Polesitter Piquet messed up the start and choked off his Brabham. With the help of some marshals, he was able to line up behind the field again. Boutsen also only came away with gags and chokes and fell behind. At the top, Rosberg could benefit with Senna, Prost and the surprising Fabi in tow. With the right choice of line, Lauda had already climbed to sixth place.

Teo Fabi did not seem to be impressed by the unusual situation at the top of the field and walked past Cheers with a nice braking maneuver in the Tarzanbocht. Lauda meanwhile escaped from Surer and also hunted the French.

Many problems at the top

There was even more spectacle in the first laps: the turbocharger went up in both Alfa Romeos and Pierluigi Martini flew off the track with his Minardi. Prost took over from Fabi a few laps later, while the Ferraris stormed forward. In lap ten Alboreto was ninth ahead of Johansson, but the Swede had to give up shortly afterwards with an engine failure.

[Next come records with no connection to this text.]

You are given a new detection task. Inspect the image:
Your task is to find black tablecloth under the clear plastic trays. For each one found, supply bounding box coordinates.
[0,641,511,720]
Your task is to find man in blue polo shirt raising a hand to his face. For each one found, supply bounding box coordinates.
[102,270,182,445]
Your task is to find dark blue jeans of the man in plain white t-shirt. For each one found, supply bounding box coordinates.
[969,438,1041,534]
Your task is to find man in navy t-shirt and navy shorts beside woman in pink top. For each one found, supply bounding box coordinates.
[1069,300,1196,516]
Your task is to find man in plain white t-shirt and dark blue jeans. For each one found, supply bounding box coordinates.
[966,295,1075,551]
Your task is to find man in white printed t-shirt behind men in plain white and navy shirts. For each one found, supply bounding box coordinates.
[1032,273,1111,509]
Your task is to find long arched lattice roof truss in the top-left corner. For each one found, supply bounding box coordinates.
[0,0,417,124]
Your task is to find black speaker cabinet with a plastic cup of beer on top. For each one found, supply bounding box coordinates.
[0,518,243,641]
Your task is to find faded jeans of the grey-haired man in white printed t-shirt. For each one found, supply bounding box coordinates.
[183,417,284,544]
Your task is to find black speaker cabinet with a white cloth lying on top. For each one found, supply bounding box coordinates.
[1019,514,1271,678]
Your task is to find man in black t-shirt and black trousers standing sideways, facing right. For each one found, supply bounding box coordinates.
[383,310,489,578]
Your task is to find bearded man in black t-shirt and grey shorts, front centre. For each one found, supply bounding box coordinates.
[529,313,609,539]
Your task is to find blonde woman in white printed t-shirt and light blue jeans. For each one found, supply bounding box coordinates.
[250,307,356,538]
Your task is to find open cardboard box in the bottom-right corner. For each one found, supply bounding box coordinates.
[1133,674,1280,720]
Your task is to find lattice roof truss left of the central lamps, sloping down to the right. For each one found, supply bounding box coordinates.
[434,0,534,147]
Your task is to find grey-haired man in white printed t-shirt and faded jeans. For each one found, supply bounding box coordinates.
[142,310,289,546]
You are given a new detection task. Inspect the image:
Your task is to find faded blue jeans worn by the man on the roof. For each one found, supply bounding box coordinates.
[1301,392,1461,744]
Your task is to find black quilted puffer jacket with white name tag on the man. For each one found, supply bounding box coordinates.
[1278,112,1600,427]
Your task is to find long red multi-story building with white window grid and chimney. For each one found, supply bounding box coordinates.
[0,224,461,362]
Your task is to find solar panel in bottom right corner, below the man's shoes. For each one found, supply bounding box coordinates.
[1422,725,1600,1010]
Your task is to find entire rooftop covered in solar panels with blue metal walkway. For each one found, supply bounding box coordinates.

The two McLarens opened the hunt for Senna, which narrowed the gap to leader Rosberg to a few seconds. Rosberg’s soft tires had already had the best of times, as had the Renault engine in Senna’s Lotus. Suddenly the Brazilian lost speed and had to let Cheers and Lauda pass. Shortly afterwards, the engine suddenly returned to full power.

Things also went wrong for the strong Fabi: due to a problem with the rear wheel, he had to give up and was able to write off the nice points position.

On lap 21, Prost took the lead from Rosberg when the Finn’s Honda engine broke. A little later, Lauda picked up new tires in the box while Senna increased the pressure. Prost led ahead of Senna and the surprising Renaults of Warwick and Tambay, both of whom had passed Mansell.

Unfortunately, the two dropped out within five rounds: Tambay with a differential damage and Warwick with a gearbox problem. Rumors in the paddock said that the two of them drove with very little fuel to impress the bosses at headquarters, and would not have made it anyway.

After the pit stops of Senna and Mansell, Prost had a comfortable lead in front of the strong Alboreto. After his stop, Lauda made up ground and snatched third place from Surer. Senna also used the new tires – the undercut was a well-known phenomenon even then.

Niki Lauda’s last win

McLaren did not wait for the others to catch up with Cheers and brought the Frenchman into the pits. But the team messed up the pit stop and Lauda and Senna came over. Cheers was now no less than ten seconds behind the lotus. De Angelis and Surer followed, while Alboreto was able to catch up after his stop.

Senna lost a lot of time lapping Brundle and quickly had cheers in his rearview mirror. After both overtook the Tyrrell, Senna could no longer keep his opponent behind.

Prost then went hunting for his teammate and quickly caught up. Eight laps before the end he hung on the leader’s neck, so fans could look forward to an exciting final. The Austrian did everything to keep his young teammate behind.

Senna and Alboreto also fought hard for the last place on the podium. In the end, there was no overtaking maneuver in both cases, which allowed Lauda to claim his 25th victory. That brought him up to par with Jim Clark, only two wins missing from Jackie Stewart’s record at the time.

Prost and Senna were also on the podium ahead of Alboreto, de Angelis and Mansell, who got the last point.

Alain Prost took the overall lead in the championship, but only by three points. Main rival Alboreto did not score a single point after the run in the Netherlands and Prost could safely walk to the title.